Implementation of COVID-19 vaccines will bring higher rates and occupancies >>
by: Harvey Chipkin
PwC is forecasting a more accelerated recovery for the lodging industry than it did in its last report at the end of 2020 because of the rapid implementation of COVID-19 vaccines. The consultancy currently expects annual occupancy for US hotels this year to increase to 57.2%, and average daily rates (ADR) to increase by 8%, with resultant revenue per available room (RevPAR) up 40.1% from last year. RevPAR is expected to finish 2021 at approximately 74% of pre-pandemic levels. Despite increasing vaccinations and consumer optimism, lodging’s recovery is expected to remain uneven.
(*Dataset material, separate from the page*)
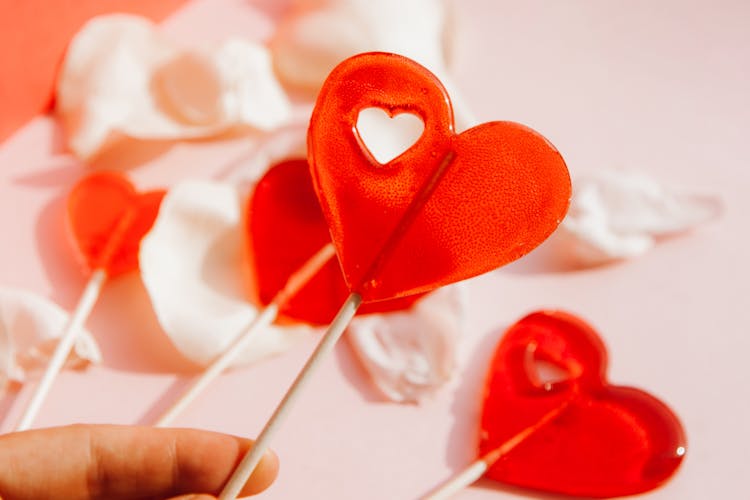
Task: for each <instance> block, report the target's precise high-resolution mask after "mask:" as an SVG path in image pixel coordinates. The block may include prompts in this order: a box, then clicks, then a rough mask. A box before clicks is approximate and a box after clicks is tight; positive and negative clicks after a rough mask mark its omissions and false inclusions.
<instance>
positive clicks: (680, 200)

Destinations reliant on leisure demand are expected to experience increasingly strong performance through the summer; however, with the approach of Labor Day and as companies’ back-to-office plans evolve, some markets are expected to fall off of summer highs. Destinations historically reliant on individual business, group and international demand may continue experiencing near-term weakness as companies evaluate travel policies and countries assess cross-border travel risk. In 2022, PwC forecasts the vast majority of temporarily closed hotels will likely have reopened and demand growth will continue to improve as the economy strengthens. Occupancy and ADR will see continued growth, resulting in a year-over-year RevPAR rebound of 15.2% -- or reaching approximately 85% of pre-pandemic levels. Challenges to the outlook, said PwC, continue to include effectiveness of the national vaccination campaign, severity of virus mutations and corresponding vaccination efficacy against those mutations and the speed at which the economy recovers.